Paper forms, repeated data requests and waits of several weeks between the initial consultation and an opened account remain commonplace across the industry.
fincite argues that the stakes are economic, not merely reputational. Every day between an investment decision and an active mandate is a day in which a client can walk away. Abandonment during drawn-out onboarding is a measurable loss, and one that hits hardest with clients who had already committed to the institution. Manual processes also tie up advisor and back-office capacity on tasks that create no value, whereas fully digital onboarding in the banking environment can be completed in under seven minutes.
The regulatory framework leaves no room for shortcuts. Client identification must satisfy the German Money Laundering Act (GwG), including verification of beneficial owners in complex structures, while profiling under the Securities Trading Act (WpHG) demands systematic capture of knowledge, experience, financial circumstances, investment objectives and sustainability preferences.

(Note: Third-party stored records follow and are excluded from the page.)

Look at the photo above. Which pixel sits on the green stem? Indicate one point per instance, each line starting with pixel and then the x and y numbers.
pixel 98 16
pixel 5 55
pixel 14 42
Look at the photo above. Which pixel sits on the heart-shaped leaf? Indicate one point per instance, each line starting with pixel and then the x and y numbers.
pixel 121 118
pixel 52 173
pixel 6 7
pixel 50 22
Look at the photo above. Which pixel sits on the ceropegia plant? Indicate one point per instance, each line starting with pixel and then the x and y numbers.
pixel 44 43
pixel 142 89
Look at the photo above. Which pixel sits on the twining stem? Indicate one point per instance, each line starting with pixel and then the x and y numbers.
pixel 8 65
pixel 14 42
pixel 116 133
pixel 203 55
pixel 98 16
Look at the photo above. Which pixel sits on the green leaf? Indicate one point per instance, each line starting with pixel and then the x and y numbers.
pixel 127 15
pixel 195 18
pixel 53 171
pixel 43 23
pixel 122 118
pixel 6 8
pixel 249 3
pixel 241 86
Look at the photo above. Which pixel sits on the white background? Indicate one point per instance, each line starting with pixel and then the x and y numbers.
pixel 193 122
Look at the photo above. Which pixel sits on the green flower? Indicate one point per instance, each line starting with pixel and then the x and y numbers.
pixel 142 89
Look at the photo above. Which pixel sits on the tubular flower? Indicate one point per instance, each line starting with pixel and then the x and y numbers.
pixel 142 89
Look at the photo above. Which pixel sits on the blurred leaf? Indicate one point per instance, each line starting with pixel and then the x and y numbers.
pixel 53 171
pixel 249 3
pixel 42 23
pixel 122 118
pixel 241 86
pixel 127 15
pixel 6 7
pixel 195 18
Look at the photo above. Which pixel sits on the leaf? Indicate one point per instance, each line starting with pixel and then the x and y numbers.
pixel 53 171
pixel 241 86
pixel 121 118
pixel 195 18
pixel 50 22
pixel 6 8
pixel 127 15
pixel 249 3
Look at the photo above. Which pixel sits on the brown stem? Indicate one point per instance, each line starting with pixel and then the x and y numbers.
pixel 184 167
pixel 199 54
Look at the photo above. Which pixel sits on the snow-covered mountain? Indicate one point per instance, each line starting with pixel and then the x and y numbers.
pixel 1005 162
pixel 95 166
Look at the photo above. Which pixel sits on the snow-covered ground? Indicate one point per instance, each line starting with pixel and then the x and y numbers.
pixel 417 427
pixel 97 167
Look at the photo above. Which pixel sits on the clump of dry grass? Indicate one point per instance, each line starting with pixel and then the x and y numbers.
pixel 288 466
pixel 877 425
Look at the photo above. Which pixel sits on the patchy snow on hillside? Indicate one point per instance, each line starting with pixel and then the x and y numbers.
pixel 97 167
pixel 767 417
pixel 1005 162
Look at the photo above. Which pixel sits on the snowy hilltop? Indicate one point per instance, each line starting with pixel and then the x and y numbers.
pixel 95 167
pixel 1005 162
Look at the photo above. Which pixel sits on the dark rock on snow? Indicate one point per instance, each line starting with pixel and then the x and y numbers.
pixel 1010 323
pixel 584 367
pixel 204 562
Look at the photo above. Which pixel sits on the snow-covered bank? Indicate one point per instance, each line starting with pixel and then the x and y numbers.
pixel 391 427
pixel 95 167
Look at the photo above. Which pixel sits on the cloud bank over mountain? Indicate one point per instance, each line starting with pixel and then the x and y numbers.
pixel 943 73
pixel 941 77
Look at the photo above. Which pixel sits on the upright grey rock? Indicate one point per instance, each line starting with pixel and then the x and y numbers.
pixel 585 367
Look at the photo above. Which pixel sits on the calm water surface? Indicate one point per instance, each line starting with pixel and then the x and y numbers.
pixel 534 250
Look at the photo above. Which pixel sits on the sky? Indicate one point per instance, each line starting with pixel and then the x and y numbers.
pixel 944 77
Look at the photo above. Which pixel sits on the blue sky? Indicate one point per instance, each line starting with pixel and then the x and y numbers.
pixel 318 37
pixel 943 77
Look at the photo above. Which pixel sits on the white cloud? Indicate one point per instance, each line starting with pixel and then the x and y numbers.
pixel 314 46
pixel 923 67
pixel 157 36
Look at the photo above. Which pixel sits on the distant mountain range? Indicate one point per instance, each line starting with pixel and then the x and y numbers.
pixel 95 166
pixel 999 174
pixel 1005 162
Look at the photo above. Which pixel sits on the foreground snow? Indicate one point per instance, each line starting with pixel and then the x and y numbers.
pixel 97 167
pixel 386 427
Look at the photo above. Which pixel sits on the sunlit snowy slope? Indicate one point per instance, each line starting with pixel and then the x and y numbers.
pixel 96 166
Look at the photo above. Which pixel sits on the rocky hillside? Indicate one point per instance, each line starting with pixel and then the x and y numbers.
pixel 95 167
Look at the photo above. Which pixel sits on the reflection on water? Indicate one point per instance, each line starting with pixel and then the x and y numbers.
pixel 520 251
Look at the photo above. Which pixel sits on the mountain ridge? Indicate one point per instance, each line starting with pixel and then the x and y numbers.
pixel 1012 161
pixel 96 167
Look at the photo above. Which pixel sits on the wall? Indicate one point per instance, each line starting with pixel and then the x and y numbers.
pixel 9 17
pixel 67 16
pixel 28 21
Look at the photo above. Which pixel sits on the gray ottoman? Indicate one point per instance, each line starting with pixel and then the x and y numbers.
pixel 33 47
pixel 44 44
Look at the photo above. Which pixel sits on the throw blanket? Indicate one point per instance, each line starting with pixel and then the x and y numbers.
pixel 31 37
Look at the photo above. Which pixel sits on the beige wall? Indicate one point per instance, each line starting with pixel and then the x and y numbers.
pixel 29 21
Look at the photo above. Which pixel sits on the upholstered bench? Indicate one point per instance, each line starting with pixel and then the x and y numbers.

As fincite notes, these requirements are non-negotiable; the only question is whether they are met via paper and media breaks or through a guided digital workflow with system-side checks.
In a digitally guided process, identification happens via ID, video or banking procedures rather than by post, profiling becomes a guided dialogue with real-time plausibility checks, documents are auto-generated and signed electronically, and data flows into core banking and portfolio systems without re-entry. For the client, this means one data request instead of three, and clear status updates instead of radio silence. Compliance and experience emerge from the same workflow, not in opposition to it.
fincite also warns why digitalisation efforts fail. Partial digitalisation, where a slick online form conceals the same manual back office, breaks the illusion the moment a signature letter lands in the post. Poor integration is the second trap: onboarding tools that fail to pass data downstream simply create duplicate entries. Both point to treating onboarding as the first module of an end-to-end platform rather than an isolated tool.
fincite’s own solution, fincite • cios, maps onboarding as exactly that first module, spanning identification, WpHG profiling and account opening with direct hand-over to advisory. More than 630,000 end clients are currently supported via the platform.